SECURITIES AND EXCHANGE COMMISSION
 
WASHINGTON, D.C. 20549
___________________
 
FORM 8-K
 
CURRENT REPORT
 
Pursuant to Section 13 or 15(d) of the Securities Exchange Act of 1934
 
Date of Report (date of earliest event reported): March 29, 2004
 

EVCI CAREER COLLEGES INCORPORATED
(Exact name of registrant as specified in its charter)

Delaware 001-14827 06-1488212



(State of other jurisdiction
of incorporation)
(Commission
File Number)
(IRS Employer
Identification No.)

1 Van Der Donck Street, 2nd Floor, Yonkers, New York 10701

(Address of principal executive offices)
Registrant’s telephone number, including area code (914) 623-0700

Item 5. Other Events and Required FD Disclosure
 

On March 29, 2004, EVCI sold 1,038,962 shares of its common stock to institutional buyers. EVCI received gross proceeds of $10,000,000 ($9.625 per share) and net proceeds of approximately $9,345,000.

Expenses included a placement fee of (i) $600,000 and (ii) the issuance of warrants to purchase 62,338 shares of EVCI’s common stock. The warrants are initially exercisable at $14.338 per share, subject to antidilution adjustments.

EVCI can use the net proceeds for working capital and general corporate purposes, but not the repayment of debt of EVCI or any of its subsidiaries.

Item 7. Financial Statements, Pro Forma Financial Information and Exhibits

(c) Exhibits
Exhibit No. Description of Exhibit
   
4.1 Common Stock Warrant issued to placement agent.
 
10.1
Form of Securities Purchase Agreement dated March 29, 2004, by and among registrant and each buyer named in the Schedule of Buyers thereto.
 
10.2 Form of Registration Rights Agreement dated March 29, 2004, by and among registrant and each buyer named in the Schedule of Buyers thereto.
 

SIGNATURES

     Pursuant to the requirements of the Securities Exchange Act of 1934, the registrant has duly caused this Current Report to be signed on its behalf by the undersigned hereunto duly authorized.

  EVCI CAREER COLLEGES INCORPORATED
     
Dated: March 31, 2004 By:  /s/ Dr. John J. McGrath
   
   
Name: Dr.

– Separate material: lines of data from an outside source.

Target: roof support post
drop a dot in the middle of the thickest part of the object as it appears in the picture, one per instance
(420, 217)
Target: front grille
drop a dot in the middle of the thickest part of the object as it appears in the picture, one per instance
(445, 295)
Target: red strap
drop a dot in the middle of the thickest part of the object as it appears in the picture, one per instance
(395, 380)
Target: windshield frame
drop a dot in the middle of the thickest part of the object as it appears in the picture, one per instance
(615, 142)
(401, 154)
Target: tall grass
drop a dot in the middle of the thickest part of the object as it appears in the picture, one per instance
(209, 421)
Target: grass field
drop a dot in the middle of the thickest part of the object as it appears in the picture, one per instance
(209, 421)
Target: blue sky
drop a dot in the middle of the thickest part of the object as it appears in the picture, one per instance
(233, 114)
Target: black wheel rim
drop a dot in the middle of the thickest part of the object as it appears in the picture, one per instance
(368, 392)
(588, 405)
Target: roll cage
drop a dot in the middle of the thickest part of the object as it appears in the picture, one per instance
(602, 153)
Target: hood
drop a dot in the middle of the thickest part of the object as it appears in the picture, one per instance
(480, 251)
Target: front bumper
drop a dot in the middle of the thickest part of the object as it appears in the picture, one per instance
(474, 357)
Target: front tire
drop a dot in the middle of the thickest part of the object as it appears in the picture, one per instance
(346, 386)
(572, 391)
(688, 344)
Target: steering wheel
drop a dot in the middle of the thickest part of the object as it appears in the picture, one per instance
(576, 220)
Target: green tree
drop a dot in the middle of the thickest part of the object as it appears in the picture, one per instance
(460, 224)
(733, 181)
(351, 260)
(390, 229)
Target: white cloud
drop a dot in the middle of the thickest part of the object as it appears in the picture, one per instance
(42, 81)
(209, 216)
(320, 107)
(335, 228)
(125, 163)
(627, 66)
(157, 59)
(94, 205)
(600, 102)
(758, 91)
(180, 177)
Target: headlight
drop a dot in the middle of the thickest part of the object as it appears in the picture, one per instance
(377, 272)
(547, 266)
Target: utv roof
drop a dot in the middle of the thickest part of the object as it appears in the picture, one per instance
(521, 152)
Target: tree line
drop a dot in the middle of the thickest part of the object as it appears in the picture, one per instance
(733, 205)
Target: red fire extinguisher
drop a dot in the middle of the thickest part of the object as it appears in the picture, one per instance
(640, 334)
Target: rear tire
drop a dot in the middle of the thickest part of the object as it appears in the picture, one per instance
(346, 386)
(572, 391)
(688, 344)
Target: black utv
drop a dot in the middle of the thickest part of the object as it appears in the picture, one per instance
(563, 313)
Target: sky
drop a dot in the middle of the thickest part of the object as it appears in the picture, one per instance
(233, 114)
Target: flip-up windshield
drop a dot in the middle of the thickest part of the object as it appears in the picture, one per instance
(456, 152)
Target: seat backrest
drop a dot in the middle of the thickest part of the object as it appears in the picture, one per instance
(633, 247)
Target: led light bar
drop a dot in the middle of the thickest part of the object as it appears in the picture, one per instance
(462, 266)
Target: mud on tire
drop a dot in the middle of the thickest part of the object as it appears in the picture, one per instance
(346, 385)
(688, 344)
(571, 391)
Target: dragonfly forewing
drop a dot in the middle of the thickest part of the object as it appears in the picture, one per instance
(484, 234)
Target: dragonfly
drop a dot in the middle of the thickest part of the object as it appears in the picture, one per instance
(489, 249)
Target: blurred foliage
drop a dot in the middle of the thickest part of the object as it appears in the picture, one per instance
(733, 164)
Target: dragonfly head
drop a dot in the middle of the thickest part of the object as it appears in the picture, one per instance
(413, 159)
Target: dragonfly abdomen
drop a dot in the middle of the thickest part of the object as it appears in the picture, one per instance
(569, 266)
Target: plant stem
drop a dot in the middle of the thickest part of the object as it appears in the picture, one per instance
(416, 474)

John J. McGrath
Title: Chief Executive Officer and President
     

EXHIBIT INDEX
Exhibit No. Description of Exhibit
   
4.1 Common Stock Warrant issued to placement agent.
 
10.1
Form of Securities Purchase Agreement dated March 29, 2004, by and among registrant and each buyer named in the Schedule of Buyers thereto.
 
10.2 Form of Registration Rights Agreement dated March 29, 2004, by and among registrant and each buyer named in the Schedule of Buyers thereto.